Paxata Self-Service Data Preparation to Improve Governance and Ease of Use

Paxata, provider of a data preparation platform for the enterprise, has announced the availability of its Winter ’15 product release. 

The new release allows administrators to deploy Paxata in heterogeneous environments including the Hortonworks Data Platform on YARN and with multiple versions of Apache Spark. The latest release also improves the way business analysts find, access, and apply data by delivering additional  ease of use capabilities supported by machine learning innovations, and provides enterprise-grade security and a multi-tenant governance model.
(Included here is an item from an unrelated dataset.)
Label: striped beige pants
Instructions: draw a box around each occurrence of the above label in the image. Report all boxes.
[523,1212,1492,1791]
Closing the Gap Between Data Gathering and Information Creation

There is a gap between data and information, said Nenshad Bardoliwalla, co-founder and chief product officer at Paxata. Despite the fact that huge quantities of data are being collected and stored in organizations, they still have difficulty turning it into usable information for decision making. “We coined the term ‘self-service data preparation,’” said Bardoliwalla, to describe the process of letting a set of people in the enterprise who have limited technical expertise - and may only have the skill set to work with Microsoft Excel - to access data from a variety of big data and traditional sources and create information that is clean and relevant.

Many IT organizations are still using technologies for data preparation that go back 20-30 years and involve ETL and MDM processes that require months to transform data, said Bardoliwalla, observing that those timeframes are no longer feasible.  Paxata, he said, seeks to do for data preparation what Tableau has done for data visualization and “is targeted at a much broader swath of people than those in IT departments.”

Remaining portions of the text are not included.